We discussed the evolution of the approaches to the optical flow problem over time, and analyzed the tradeoffs associated with the different approaches. We started by analyzing FlowNet, which acted as a pioneer for deep learning in the field of optical flow. The key point here was that FlowNet successfully used Convolutional Neural Networks to address the optical flow problem. Next was RAFT, which maintained the supervised approach, but used a feature encoder, correlation layer, and a recurrent GRU-based update operator as the key components in the solution. Lastly, we analyzed UFlow, which differed greatly from the other two models as UFlow was unsupervised. Comparing these three approaches did not reveal a definitive best model, but instead highlighted a different theme, which was that the optimization of the internal components of these models was more important than the exact training paradigm. This was also a key finding during the ablation studies from the team behind UFlow.

One theme that was apparent and common throughout the different approaches was that a lack of training data was a big motivator behind the methods used. As such, much of the realized success and innovations can be attributed to this one single constraint. For example, the RAFT model highlighted the importance of the data augmentation strategies used, a result achieved directly from the initial lack of sufficient labeled data. In the more extreme case, UFlow completely disregarded the need for labeled data and paired an unsupervised approach with research into which components were the most important. Once again, this innovation was driven from what was initially a major constraint. Clearly, this idea is extremely relevant in the optical flow field, but is also very generalizable to other fields of computer science, which may be currently limited by some constraint.
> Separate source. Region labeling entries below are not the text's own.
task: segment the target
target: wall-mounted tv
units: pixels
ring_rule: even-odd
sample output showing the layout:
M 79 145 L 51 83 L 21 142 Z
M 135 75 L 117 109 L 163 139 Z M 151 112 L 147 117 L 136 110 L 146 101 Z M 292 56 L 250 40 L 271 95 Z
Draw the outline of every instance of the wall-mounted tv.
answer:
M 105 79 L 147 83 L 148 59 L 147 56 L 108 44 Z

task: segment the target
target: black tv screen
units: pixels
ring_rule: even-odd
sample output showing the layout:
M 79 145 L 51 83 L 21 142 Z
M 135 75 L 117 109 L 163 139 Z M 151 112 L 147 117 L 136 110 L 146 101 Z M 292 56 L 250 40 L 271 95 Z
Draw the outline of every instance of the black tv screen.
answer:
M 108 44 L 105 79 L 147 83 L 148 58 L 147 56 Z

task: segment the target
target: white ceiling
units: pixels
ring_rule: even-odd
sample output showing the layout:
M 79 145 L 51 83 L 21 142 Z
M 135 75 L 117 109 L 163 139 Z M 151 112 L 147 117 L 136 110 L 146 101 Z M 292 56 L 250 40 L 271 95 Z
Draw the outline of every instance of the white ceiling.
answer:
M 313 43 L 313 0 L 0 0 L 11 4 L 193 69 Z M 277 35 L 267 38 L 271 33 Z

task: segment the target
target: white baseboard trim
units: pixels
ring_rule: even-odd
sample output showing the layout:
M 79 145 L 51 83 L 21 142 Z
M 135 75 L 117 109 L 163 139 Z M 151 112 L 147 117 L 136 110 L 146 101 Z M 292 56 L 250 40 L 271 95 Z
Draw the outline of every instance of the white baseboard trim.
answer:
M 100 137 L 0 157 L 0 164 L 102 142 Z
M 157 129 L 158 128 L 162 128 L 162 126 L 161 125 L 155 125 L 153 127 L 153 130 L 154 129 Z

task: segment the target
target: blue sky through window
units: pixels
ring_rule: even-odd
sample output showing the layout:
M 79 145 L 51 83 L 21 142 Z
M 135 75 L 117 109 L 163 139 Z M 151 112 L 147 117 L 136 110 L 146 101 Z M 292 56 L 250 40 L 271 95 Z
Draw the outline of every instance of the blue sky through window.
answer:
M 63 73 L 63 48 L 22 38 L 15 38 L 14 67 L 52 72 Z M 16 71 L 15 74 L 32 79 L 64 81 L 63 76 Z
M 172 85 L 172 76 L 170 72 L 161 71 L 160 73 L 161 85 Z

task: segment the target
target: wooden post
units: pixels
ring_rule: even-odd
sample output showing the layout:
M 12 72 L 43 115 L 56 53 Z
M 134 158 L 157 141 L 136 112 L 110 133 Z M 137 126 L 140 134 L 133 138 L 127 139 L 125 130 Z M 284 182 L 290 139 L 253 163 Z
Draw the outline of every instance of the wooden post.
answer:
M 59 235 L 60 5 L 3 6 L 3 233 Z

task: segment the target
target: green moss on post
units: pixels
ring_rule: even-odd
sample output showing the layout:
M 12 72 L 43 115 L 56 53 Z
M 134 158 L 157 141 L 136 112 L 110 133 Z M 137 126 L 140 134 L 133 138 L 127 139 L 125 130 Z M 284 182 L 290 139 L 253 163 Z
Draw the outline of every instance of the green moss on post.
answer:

Clearly, the problem of optical flow is an important one, as there are many optical flow applications such as autonomous driving and robotics. As these fields grow, so will the need to find even better solutions to optical flow. The highlighted approaches show that there are multiple paths forward in this field, and future models will have the benefit of using the key findings from FlowNet, RAFT, and UFlow as the foundation.

Reference

Please make sure to cite properly in your work, for example:

[1] Fischer, Philipp, et al. “FlowNet: Learning Optical Flow with Convolutional Networks”. 2015.

[2] Isik, Senem, Shawn Zixuan Kang, and Zander Lack. “Optical Flow Models and Training Techniques in Data-Constrained Environment.” CS231N: Convolutional Neural Networks for Visual Recognition, Stanford University. 2022.

[3] Jonschkowski, Rico, et al. “What Matters in Unsupervised Optical Flow.” European Conference on Computer Vision (ECCV). 2020.